After all, this has been Johnson’s hometown since he was three years old. The Grammy-nominated artist, who was born in Enterprise and lived in Troy at an early age, began singing at Calvary Baptist Church in Montgomery. He learned a lot about music from his father, a French horn player, and school instructors Floyd Jr. and Jeff Davis. Life in Alabama’s capital also made him want to serve in the Marine Corps Reserves, which he did from 1994 to 2002. He even wears a piece of Montgomery to all of his concerts – a guitar covered with signature called “Old Maple” which he obtained. in 1995 from Bailey Brothers.

For the past year and a half, Montgomery is also where he did some of his flight training to become a commercial pilot.

“So during the pandemic, I went to Montgomery a few times, especially when I was there doing checks (FAA exams),” Johnson said. “I did all my checkrides there. And while I’m in town, I’ll be visiting people and things like that.

Johnson will be much more down-to-earth on Sunday at Montgomery’s Riverwalk Stadium, where he and several musician friends are gathering for Johnson’s annual Homecoming concert. This is a fundraiser for the Nikki Mitchell Foundation, which helps families facing a battle with pancreatic cancer.

Doors open at 5 p.m. and the show starts at 7 p.m. Tickets can be purchased online at jameyjohnson.com. Standing tickets at court level only are $50 and bowl seating is $35.

THE LIFE OF A TOURING MUSICIAN


People often ask Johnson when his next album will be released. Her last – “Living For a Song” was in 2012. But recording just isn’t where her heart has been.
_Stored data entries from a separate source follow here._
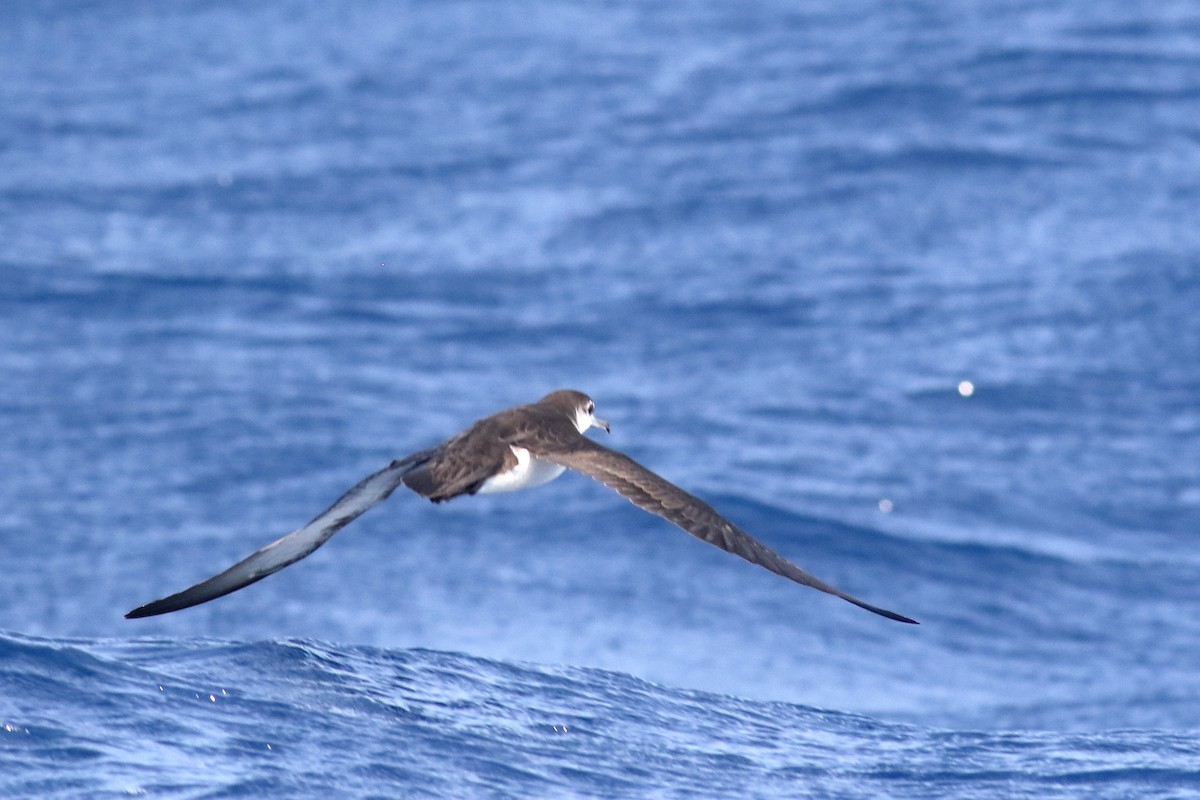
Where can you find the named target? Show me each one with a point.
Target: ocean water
(909, 290)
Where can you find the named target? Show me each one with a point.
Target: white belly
(527, 474)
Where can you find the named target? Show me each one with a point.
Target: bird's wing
(660, 497)
(288, 549)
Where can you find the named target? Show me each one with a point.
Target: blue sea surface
(910, 290)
“No, I have nothing in preparation. I’m not doing anything,” Johnson said. “You know, right now I’m a touring musician. That’s what I do. Yes, that’s what I appreciate. »
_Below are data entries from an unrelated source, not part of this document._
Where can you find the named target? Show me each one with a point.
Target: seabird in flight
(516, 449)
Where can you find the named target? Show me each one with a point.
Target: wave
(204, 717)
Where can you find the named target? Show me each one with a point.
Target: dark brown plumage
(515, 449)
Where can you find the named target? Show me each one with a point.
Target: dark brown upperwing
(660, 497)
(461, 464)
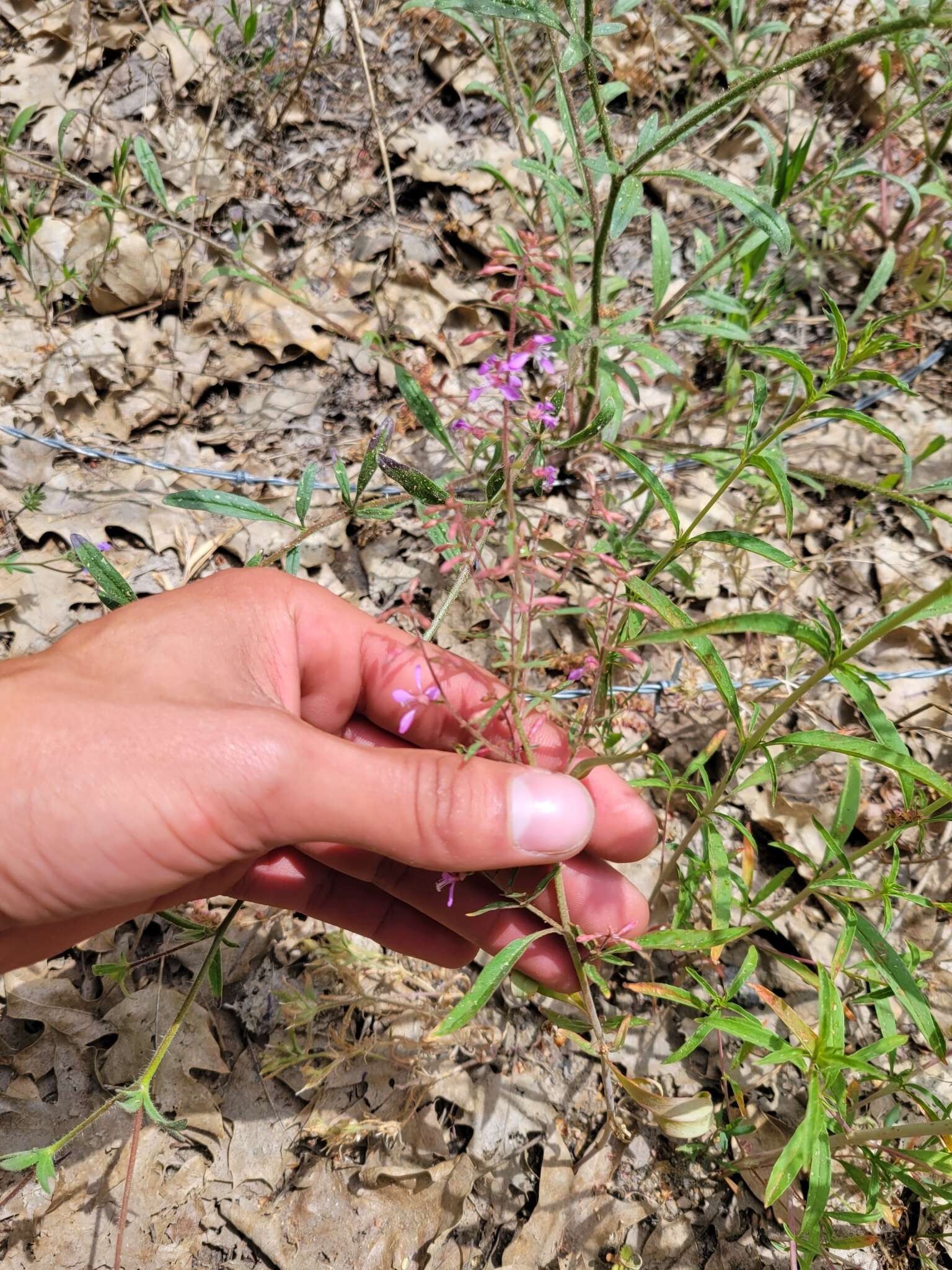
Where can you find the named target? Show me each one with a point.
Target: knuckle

It’s not an easy life. Touring, and everything associated with it, came to a halt last year during the pandemic. This year has been better for Johnson, who said he and his group have been busy. Some other artists are not so lucky.

“People who want to go on tour always find that’s not even possible,” Johnson said. “Sometimes because we now have a shortage of bus drivers and truck drivers, to go along with the pandemic concerns that are already there. We want to make safe shows for our listeners, but at the same time, we also have a band and a crew that we’re trying to protect. To ensure their safety, it is necessary in particular to make them earn money. When you put them in the house and they don’t make money, it doesn’t protect them. It keeps them broke.

He said there must be a “middle ground” with safety precautions. He said they had that kind of balance in September when he performed during Farm Aid. Johnson said the concert was a hit with the public and was “as safe as it gets”.

He hopes to strike that kind of balance at Sunday’s Homecoming concert.

“You know, the thing that’s there this year that wasn’t there last year is this vaccination,” Johnson said. “It’s not a panacea. It is not a 100% secure protocol. But it is something. It’s something that wasn’t there last year and is there this year. »

So why did Johnson become a pilot during the pandemic? Honestly, he thought it would be cool to be able to fly himself whenever he wanted. Johnson has already been flying on tour for nearly six years, studying and training with others, and logged just over 500 hours.

“I spent my free time while studying COVID,” Johnson said. “I am a private pilot. A multi-engine private pilot. I got my instrument ratings on single engine and multi engine. I’m working on getting my publicity. At the moment, I have already passed the written test. I have to find some time to go do this check-ride. I will get my business license.

So no, that bearded man you might spot flying over Montgomery again isn’t Santa Claus on a morning jaunt.

So what’s Johnson going to do when he gets his business license?

“I can fly away for vacations and whatever I want to do. There’s always somewhere to go,” Johnson said. “I keep dreaming about loading up fishing gear and getting on a plane to Montana or Alaska or somewhere. Landing on a river or going fly fishing or that sort of thing. Who knows? Maybe this dream will come true too.